You can create a mesh of planar hexagons and other polygons, but they would have to be drastically different shapes than what is shown in your original image (indeed many of them would need to be concave). Very likely even just by changing the shape of the cells it would not be possible - you’d need to modify their connectivity too.
If you go down this route I’d say it probably ends up as a regular grid of ‘bowtie’ shaped hexagons, something like this:
This is something very different from what is shown in the initial image here though, which is why I’m recommending to clarify exactly what it is you are trying to do here.

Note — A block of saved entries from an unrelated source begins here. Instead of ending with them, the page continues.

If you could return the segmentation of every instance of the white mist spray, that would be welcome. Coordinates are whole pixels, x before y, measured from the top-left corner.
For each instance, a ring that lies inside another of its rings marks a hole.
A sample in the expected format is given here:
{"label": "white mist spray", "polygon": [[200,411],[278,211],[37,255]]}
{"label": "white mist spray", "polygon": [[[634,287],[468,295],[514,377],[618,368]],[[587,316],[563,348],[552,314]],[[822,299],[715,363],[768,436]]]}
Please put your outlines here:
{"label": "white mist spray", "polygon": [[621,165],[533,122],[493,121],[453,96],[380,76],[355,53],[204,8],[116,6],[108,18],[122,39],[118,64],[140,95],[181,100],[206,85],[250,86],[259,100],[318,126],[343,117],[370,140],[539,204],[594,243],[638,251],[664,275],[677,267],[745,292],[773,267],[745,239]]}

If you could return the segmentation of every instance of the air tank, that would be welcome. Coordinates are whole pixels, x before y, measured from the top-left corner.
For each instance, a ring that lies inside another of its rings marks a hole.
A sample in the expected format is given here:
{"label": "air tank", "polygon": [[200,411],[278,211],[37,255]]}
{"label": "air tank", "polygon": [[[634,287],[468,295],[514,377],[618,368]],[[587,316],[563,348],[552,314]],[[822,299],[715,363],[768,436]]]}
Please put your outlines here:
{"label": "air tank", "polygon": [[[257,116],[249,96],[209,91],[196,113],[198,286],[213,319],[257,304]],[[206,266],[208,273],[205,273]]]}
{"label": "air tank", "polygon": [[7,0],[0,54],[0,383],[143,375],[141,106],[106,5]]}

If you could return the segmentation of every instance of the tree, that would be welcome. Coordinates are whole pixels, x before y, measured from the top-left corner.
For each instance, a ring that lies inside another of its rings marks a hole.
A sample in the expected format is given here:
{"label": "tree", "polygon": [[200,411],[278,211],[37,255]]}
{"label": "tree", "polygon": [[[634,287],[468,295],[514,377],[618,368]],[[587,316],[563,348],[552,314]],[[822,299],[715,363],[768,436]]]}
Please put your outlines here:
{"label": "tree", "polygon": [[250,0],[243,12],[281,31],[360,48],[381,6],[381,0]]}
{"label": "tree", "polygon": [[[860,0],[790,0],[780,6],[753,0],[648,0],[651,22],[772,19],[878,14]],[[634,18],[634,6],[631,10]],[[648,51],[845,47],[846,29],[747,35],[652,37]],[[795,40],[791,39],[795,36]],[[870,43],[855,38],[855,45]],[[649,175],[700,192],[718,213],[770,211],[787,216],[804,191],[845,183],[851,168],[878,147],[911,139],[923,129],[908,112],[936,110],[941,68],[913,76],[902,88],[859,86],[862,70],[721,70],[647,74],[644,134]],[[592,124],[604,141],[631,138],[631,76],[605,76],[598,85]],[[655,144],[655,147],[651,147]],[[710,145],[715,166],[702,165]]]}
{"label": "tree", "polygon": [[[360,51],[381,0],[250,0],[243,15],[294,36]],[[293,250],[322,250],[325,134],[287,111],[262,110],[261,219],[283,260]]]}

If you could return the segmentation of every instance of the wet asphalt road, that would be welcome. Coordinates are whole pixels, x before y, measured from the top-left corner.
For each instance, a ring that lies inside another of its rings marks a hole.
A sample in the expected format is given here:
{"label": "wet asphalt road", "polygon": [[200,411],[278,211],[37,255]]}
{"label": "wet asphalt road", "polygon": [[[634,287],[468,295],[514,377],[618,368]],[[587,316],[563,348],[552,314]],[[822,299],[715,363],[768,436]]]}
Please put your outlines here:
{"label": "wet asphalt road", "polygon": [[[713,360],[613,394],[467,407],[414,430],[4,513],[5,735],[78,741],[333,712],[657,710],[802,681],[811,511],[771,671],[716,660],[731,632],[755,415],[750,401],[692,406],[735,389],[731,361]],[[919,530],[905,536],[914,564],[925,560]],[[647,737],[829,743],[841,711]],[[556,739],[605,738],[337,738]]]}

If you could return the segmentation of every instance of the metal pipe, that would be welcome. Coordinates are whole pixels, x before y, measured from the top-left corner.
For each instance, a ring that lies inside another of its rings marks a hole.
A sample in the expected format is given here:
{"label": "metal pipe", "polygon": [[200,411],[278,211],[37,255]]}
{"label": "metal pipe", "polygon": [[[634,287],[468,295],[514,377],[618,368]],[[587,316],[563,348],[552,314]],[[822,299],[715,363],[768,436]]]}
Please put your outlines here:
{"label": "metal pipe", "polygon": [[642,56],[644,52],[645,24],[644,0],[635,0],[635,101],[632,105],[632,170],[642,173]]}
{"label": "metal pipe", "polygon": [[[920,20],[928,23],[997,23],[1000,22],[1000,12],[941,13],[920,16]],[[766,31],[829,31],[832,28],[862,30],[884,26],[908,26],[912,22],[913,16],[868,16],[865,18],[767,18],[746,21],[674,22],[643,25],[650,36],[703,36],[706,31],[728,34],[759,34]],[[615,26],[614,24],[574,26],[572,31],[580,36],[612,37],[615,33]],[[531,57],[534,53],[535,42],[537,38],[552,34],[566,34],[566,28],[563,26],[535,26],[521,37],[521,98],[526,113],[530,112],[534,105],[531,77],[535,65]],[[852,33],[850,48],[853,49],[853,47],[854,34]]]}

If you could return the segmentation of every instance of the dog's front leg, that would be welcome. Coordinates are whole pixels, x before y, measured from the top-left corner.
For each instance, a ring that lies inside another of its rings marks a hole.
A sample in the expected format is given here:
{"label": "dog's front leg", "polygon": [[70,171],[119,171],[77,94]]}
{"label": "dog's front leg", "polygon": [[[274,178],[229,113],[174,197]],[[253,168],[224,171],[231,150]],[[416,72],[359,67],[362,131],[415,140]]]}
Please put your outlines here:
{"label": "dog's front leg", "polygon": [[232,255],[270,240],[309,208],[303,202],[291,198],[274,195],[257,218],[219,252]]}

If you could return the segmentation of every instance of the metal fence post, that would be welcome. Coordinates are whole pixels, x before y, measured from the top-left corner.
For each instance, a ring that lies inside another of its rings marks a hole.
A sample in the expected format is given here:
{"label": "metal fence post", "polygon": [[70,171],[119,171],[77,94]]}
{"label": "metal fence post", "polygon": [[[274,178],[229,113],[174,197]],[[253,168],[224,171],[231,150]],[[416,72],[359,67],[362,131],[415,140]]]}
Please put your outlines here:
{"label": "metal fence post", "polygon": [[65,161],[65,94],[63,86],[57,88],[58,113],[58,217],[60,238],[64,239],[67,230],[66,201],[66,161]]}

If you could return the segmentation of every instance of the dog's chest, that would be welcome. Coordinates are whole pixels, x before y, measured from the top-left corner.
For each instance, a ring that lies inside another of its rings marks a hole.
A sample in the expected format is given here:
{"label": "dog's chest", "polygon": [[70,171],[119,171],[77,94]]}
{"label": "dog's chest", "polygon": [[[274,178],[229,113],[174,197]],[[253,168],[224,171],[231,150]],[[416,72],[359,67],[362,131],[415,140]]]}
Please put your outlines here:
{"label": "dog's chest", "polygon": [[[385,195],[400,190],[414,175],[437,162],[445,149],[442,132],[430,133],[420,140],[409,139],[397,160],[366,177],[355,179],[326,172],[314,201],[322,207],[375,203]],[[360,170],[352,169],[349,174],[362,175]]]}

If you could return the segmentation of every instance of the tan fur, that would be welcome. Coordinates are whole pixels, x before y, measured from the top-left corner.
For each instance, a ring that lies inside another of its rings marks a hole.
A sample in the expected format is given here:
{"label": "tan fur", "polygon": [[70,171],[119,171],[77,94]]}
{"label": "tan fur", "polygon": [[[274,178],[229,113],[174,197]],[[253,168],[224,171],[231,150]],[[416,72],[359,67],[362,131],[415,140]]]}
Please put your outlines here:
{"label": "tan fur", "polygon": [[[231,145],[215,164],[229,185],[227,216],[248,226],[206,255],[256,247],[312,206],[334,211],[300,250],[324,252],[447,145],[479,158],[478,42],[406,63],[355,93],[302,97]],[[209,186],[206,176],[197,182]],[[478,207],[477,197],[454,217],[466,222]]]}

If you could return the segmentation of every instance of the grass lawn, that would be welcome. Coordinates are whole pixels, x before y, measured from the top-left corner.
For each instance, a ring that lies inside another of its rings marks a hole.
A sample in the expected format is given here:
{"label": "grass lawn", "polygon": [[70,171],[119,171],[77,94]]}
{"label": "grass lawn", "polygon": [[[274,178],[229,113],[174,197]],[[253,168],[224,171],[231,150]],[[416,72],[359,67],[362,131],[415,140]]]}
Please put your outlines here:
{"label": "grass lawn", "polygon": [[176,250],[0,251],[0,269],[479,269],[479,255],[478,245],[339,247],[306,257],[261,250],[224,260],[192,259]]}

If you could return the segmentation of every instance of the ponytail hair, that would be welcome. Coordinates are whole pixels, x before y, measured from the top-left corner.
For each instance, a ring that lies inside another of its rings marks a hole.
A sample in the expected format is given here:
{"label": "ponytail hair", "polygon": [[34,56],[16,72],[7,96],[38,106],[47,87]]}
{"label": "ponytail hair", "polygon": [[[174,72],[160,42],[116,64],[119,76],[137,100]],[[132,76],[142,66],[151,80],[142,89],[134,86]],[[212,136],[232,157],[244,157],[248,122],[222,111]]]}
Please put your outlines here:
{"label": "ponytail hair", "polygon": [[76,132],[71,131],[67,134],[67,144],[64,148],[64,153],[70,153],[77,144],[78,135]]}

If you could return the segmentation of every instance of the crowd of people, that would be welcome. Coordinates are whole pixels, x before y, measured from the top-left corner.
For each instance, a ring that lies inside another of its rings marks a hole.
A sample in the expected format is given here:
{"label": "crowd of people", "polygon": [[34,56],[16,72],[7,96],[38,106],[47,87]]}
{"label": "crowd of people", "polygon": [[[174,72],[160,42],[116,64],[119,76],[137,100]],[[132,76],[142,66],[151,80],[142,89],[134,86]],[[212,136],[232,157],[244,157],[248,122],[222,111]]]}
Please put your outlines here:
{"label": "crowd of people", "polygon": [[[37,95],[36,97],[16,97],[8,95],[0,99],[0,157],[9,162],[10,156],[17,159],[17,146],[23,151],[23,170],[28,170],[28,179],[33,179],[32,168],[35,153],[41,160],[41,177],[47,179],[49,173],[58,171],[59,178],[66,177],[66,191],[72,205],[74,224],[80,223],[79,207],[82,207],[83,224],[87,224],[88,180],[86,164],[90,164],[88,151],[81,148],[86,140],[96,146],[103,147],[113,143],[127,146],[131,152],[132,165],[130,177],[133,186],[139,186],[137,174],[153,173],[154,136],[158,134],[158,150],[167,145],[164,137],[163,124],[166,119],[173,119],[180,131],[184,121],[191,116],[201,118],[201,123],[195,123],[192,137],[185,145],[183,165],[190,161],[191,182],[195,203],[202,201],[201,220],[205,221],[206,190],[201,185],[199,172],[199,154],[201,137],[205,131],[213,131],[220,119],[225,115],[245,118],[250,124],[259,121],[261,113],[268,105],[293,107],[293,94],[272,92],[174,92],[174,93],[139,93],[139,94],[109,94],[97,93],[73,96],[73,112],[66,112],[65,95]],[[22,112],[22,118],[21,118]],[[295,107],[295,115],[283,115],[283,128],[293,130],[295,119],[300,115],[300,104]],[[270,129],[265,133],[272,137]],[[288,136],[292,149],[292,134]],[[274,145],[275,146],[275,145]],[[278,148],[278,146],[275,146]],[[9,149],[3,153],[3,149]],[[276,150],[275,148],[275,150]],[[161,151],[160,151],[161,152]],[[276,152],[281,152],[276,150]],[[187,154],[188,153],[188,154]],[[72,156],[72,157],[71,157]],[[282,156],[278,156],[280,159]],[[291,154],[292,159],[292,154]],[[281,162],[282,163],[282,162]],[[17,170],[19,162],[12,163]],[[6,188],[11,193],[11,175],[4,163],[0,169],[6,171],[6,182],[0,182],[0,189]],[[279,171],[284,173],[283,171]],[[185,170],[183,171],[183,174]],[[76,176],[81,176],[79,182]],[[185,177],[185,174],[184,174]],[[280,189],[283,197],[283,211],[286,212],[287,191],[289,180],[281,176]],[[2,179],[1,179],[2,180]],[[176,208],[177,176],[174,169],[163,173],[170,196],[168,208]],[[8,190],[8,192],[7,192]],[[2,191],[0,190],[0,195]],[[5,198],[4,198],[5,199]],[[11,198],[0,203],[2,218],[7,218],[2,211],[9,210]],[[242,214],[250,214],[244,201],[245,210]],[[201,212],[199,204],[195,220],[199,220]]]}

If the important thing is the look of the randomized Voronoi cells, then perhaps better to think about a different construction technique that doesn’t require the panels to be planar, or where they don’t need to meet exactly edge-to-edge.
Thank you Joseph_Oster for your help, I will study it myself, how to do better
Thank you Daniel Piker for continuing to help me answer, I will try my best to solve it
As Daniel and others stated clearly if you are after planar parts (and/or torsion free beams) this is tricky and may (or may not) have a solution (if part of the solution is a target surface that has some relation with the desired one). See what means “planar parts” in this random example.
Pfotiad0 PeterFotiadis, can you send me the formula you made?